“Haille! Haille!” spearsmen and school children shouted in chorus, only desisting when the garden gates were reached, and the party halted for a final exchange of courtesies. Kerœcia turned to Orondo.

“I love these kind, good-hearted people,” she said.

“Small wonder that they should love thee in return. The Monbas are not the only men willing to die for thee.” The flush on his face, his earnestness of manner and speech, should have warned Kerœcia; but at that moment, she was intently examining the sculpture on the stone aqueduct, here emptying into an artificial lake. Realizing the situation, Orondo was quick to turn it to advantage.

“I have a feeling of kinship with this body of water, since it is mine by right of plan and construction. The gardens are my special charge. We of Aztlan have choice of occupation, and I have sole command over this spot.”

“Thou art generously endowed with the sense of the beautiful,” she returned, in appreciation. “I am curious to know why this curbing is not in straight, but in wavy lines.”

“Because it is a meander imitating a river of spiritual force. The carving, also, conveys the same idea.”


The party had crossed the avenue leading from the market walls to the Temple of Neptune. The aqueduct surrounded the outside enclosure, and was built of solid sandstone and masonry, supported by arches of the same. The water in the canal came from Lake La Honda and skirted Blue Mountain. Where it emptied into Ohaba Lake, in the gardens, it made a pretty cascade over a profusion of rocks and water-plants.

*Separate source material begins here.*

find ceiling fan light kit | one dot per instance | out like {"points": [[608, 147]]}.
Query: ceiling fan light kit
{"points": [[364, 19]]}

To the right of the market was a sun-dial, which was a colossal bronze figure of a full-armored warrior thrusting furiously at his own shadow. This statue, of perfect model and workmanship, was placed on a pivot which revolved once in every twenty-four hours. At the feet was a glass dial, whose grains of gold slipped out at stated intervals, one at a time, sticking fast on the quicksilver bed prepared for them. The warrior could only scowl at, and threaten the shining hours.

When the sun at rising darted a direct shadow by the gnomon, or machete, in the hand of a soldier, and at its height, or mid-day, the figure made no shade, the populace adorned it with leaves and odoriferous herbs. Then they placed a chair made of choice cut-flowers on top of the helmet, saying that the sun appeared on his most glittering throne. After this, with great ostentation and rejoicings, they made offerings of gold, silver and precious stones.